El catalán y la poesía

M. R.— No es verdad que se cometan abusos, y yo siempre digo que me den ejemplos y datos concretos

para resolverlos. En cuanto a lo segundo, pasarán como mínimo veinte años, toda una generación.

Todavía hay personas, como el delegado del Gobierno en Cataluña, señor Rovira Tarazona, que el otro

día manifestó que el catalán se habla en casa y en familia y no por la calle. Yo no sé por dónde se pasea

este señor. De momento, se acepta el catalán para hacer poesías y cosas así, pero cuando se dice que esta

lengua tiene que aprenderse para comunicarse, comporta traumas y recelos que tardaremos veinte años en

superar.

H. L.— Estos días, Cataluña ha vivido un brote de terrorismo. ¿Cree que la violencia terrorista puede

encontrar algún tipo de apoyo popular en Catalana?
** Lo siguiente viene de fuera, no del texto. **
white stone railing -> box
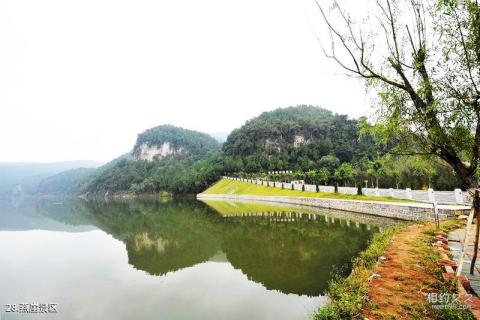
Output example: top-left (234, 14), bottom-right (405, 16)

M. R-— Rotundamente no. En Cataluña el terrorismo no puede arraigar ni arraigará.

H. L.— La clase militar es especialmente sensible en lo referente a la unidad de España. ¿Cómo, se

encuentran en una comunidad autónoma como Cataluña?

M. R.— Yo no creo que los militares sean más sensibles que yo respecto a la unidad de España. Las

relaciones son muy normales y tranquilas. No hay ningún tipo de problema superior a los que puedan

tener en otros puntos de España.

H. L.— ¿Cree factible la configuración del mapa político español en dos bloques: UCD, CD y minorías,

frente a PSOE, PCE y PAD?

M. R.— Creo que sería un grave error. Por eso la misión que le corresponde à un partido como el nuestro

es la de tender puentes de contacto. No hay mayorías naturales propiamente dichas. Ahora bien, lo que sí

es necesario es formar unas mayorías alrededor de un programa coherente y que éste se ejecute.

H. L.—¿Ve la participación de vascos y catalanaes en el futuro Gobierno?

«Somos una nación»

M. R.— Es imprescindible. Ahora bien, el Gobierno nos tiene que invitar. Creo que el día que un partido

catalanista forme parte del Gobierno de España se habrá dado un paso muy importante hacia el

entendimiento entre Cataluña y el resto del Estado.

H. L.— Acaba de publicar un libro en el que se ofrece una «propuesta catalanista para la modernización

del Estado». ¿Considera que hasta ahora no se ha ido en ese camino?

M. R.— No Creo que se va sin dirección, y esto es lo dramático. Hace falta fijar unas bases que den

sentido y coherencia a la acción de gobierno. Esto no se hace.

H. L.— ¿Aquí o en el Parlamento catalán?

M. R.— En la política hay que especializarse, y a mí me ha tocado la política española. Estaré aquí hasta

que me jubilen o me saquen.

H. L.— Qué le dicen la palabra y frases siguientes: «Separatismo», «Somos una nación» y «Ni Francia ni

España, países catalanes».

M. R.— Separatismo, lo mismo que a cualquier ciudadano de Avila. Somos una nación; es una frase que

digo constantemente y no puedo dejar de decir. La nación catalana es una nación dentro de la nación

española. En cuanto a lo último, dejemos que lo diga quien quiera; yo digo Cataluña y España.